Since those words were spoken, America's moral authority has only cratered further. But what's the alternative? No clear solutions are in sight. As America heads one way, and Europe meanders towards its own destiny independent of the US, the rest of the world is groping for solutions.
PARTS OF BRICS DON'T FIT
Talk of reviving the Global South, while a convenient handle to make a classification of nations, is too diffuse - aside from being mildly patronising in the current circumstances. The closest to a credible structure is Brics, the group that coalesced in 2009 as the acronym for the nations that initially comprised it - Brazil, Russia, India and China. South Africa came in shortly after.
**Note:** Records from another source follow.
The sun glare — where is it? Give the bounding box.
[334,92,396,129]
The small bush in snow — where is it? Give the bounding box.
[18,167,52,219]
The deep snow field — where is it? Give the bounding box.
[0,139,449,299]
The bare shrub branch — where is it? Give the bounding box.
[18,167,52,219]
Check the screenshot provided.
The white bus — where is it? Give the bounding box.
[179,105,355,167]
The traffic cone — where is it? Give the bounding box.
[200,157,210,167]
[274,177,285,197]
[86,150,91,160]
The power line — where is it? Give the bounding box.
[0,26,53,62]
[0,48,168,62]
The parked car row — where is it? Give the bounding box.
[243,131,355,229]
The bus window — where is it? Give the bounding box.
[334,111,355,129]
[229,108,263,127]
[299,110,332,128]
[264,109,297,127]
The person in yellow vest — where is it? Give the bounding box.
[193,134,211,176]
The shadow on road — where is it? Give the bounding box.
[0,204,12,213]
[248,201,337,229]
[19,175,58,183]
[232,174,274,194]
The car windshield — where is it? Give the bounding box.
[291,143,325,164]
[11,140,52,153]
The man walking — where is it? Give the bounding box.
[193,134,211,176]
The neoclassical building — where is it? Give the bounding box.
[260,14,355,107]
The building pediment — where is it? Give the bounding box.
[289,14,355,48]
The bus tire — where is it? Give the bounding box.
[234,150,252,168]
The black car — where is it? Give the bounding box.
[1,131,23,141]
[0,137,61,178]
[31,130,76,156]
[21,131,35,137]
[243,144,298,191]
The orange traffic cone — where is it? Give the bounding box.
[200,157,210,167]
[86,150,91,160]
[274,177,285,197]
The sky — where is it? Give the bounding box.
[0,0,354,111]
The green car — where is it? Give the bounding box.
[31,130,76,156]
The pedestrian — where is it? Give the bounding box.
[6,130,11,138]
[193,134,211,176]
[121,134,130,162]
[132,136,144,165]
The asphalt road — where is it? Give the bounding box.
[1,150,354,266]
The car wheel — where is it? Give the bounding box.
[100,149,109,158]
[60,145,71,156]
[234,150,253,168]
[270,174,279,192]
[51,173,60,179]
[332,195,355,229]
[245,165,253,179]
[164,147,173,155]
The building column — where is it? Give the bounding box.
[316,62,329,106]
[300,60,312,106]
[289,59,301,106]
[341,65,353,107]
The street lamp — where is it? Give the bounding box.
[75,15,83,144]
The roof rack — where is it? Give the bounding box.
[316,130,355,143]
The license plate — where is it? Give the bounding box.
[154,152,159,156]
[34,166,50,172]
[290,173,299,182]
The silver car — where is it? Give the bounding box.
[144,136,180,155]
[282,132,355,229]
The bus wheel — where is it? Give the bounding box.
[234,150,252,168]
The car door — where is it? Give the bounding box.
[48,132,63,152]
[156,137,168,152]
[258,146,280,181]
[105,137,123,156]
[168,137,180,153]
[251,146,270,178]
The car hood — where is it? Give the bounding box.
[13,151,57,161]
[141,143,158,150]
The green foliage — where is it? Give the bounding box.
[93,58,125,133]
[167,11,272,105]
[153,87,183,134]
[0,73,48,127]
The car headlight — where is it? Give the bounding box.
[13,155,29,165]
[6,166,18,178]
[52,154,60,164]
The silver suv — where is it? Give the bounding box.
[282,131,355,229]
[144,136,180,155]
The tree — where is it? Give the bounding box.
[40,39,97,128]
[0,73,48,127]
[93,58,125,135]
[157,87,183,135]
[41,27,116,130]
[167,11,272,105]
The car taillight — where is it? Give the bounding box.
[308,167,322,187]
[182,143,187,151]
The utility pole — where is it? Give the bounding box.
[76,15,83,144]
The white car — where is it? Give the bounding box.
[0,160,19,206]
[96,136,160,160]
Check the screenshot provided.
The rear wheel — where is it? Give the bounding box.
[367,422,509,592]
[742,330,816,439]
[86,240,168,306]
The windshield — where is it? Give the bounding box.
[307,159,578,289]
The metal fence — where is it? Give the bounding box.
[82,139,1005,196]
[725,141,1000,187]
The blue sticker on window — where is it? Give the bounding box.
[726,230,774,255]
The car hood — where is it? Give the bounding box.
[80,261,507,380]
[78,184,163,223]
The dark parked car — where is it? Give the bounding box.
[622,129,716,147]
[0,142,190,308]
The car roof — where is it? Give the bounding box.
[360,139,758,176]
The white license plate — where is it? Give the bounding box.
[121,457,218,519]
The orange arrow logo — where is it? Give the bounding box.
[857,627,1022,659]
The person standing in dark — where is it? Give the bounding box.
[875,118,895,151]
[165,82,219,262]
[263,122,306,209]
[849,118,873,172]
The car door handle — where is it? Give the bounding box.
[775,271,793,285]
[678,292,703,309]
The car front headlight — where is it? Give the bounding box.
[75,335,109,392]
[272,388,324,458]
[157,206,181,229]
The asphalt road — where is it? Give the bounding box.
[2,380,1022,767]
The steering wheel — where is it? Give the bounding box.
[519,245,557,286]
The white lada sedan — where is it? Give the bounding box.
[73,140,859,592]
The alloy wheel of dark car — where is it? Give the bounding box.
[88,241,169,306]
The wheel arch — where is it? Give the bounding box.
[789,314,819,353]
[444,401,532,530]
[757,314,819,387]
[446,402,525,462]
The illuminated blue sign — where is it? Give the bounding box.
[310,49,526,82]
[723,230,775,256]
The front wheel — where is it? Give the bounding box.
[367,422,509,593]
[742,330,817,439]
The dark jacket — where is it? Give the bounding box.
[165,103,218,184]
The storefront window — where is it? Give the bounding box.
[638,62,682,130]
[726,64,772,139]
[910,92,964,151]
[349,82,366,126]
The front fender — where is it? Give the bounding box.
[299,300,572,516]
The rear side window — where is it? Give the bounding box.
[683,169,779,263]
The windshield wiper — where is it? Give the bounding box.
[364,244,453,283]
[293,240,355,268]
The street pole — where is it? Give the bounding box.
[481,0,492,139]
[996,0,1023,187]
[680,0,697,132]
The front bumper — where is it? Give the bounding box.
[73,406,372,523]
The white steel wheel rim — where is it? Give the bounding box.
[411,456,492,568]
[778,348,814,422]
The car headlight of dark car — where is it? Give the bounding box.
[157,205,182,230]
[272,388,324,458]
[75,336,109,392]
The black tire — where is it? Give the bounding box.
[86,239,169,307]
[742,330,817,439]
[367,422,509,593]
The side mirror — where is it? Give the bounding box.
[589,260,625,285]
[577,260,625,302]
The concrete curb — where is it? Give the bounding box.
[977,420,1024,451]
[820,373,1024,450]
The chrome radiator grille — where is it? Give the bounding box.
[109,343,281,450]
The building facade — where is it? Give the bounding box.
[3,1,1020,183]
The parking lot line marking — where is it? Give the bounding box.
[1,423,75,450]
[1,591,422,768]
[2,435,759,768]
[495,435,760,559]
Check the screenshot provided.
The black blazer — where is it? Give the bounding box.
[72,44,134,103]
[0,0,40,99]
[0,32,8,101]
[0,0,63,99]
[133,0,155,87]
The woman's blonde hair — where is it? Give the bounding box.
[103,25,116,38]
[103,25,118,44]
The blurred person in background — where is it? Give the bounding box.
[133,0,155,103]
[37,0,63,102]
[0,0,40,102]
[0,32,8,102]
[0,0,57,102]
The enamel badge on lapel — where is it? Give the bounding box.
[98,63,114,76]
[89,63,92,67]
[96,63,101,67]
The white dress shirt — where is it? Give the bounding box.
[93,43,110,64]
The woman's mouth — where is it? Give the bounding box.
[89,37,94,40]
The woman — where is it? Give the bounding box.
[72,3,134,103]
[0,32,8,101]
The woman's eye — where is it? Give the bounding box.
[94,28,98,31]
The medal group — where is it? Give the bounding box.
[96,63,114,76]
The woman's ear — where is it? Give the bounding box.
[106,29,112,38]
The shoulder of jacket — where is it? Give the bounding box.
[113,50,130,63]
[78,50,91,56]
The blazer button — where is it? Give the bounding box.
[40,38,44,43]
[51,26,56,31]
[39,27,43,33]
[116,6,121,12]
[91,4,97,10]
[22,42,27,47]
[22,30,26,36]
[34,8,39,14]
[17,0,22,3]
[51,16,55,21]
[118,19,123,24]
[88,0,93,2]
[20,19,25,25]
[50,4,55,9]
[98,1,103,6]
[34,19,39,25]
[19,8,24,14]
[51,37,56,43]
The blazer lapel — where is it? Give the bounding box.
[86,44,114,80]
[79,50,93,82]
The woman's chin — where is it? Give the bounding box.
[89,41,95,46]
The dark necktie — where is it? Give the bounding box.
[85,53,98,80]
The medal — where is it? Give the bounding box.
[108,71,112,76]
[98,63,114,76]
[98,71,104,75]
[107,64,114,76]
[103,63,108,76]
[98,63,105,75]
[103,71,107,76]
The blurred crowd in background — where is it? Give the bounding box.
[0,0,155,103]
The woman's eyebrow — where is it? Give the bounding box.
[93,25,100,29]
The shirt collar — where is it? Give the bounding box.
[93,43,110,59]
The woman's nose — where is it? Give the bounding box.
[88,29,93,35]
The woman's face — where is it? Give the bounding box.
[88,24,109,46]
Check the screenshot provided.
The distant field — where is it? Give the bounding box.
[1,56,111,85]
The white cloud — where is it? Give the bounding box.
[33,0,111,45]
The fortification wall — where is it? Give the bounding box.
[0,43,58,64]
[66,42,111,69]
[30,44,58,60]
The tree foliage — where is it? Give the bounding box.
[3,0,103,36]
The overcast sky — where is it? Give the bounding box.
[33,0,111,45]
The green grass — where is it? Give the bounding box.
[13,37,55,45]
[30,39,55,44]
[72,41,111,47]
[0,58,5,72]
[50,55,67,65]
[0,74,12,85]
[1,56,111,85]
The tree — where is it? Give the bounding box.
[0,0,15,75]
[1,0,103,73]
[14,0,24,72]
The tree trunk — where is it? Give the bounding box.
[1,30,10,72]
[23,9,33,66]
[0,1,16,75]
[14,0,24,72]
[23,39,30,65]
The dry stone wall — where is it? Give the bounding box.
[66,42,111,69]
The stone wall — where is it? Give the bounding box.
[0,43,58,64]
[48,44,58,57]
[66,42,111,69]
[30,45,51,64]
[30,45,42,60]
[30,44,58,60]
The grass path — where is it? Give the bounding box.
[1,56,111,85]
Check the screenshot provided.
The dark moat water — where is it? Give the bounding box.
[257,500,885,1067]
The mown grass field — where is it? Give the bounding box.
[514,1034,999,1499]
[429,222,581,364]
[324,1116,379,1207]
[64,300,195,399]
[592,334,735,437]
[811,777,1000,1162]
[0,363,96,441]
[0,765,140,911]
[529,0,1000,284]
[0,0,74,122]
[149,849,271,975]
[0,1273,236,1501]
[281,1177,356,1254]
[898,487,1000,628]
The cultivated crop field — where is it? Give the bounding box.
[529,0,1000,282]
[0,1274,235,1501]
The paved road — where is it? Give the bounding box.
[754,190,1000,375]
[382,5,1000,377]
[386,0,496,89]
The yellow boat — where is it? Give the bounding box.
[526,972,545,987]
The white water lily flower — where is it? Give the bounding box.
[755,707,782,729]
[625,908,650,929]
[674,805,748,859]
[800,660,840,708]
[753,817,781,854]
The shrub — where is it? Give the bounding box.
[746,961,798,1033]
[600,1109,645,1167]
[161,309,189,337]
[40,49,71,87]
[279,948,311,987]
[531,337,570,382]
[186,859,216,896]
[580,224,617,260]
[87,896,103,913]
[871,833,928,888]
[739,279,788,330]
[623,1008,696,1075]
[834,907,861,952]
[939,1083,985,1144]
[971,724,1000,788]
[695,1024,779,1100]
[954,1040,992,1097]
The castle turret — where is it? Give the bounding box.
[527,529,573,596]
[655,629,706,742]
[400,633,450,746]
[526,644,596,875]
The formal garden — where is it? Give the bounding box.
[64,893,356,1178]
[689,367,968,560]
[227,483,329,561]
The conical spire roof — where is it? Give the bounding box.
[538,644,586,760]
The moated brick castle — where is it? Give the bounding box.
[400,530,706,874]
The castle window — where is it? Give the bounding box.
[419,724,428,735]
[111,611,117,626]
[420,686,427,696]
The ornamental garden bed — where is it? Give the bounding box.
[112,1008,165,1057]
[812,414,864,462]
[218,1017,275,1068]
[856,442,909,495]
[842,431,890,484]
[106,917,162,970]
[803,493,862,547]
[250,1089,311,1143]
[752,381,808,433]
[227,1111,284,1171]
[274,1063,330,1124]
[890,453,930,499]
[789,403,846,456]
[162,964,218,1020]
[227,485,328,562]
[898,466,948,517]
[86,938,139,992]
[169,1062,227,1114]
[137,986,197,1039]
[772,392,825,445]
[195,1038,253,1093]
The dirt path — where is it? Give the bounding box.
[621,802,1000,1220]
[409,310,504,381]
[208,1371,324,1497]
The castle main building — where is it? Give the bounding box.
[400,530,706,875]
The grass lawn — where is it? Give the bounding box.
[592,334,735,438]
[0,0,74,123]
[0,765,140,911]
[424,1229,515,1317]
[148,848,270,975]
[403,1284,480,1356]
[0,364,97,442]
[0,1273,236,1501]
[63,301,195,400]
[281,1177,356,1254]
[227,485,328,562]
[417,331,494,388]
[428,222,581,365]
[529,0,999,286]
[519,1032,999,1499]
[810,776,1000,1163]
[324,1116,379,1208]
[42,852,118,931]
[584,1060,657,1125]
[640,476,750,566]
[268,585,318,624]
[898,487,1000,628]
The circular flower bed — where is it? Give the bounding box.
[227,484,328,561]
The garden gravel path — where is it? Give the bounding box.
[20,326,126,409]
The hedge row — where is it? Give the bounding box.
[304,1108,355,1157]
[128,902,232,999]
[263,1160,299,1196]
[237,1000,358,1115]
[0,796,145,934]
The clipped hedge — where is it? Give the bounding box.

Today, Brics has expanded to include Iran, as well as the United Arab Emirates and Ethiopia. Indonesia joined in January, and Thailand and Malaysia are waiting to be let in, one of several "partner countries" that have lined up to join.
In time, it is not inconceivable that Brics can indeed come to be regarded as a counterweight to the Group of 7 industrialised nations. Some in the West concede the potential.
"What if these countries suddenly decided to do more than hold symbolic annual summits?" former UK commercial secretary to the Treasury Jim O'Neill mused recently. "Instead of dictating the terms for projects in countries participating in its Belt and Road Initiative, China could start offering them low- or zero-tariff trade and investment. Together with India - whose population is four times larger than America's - it could create the conditions for an explosion in global trade that excludes the US."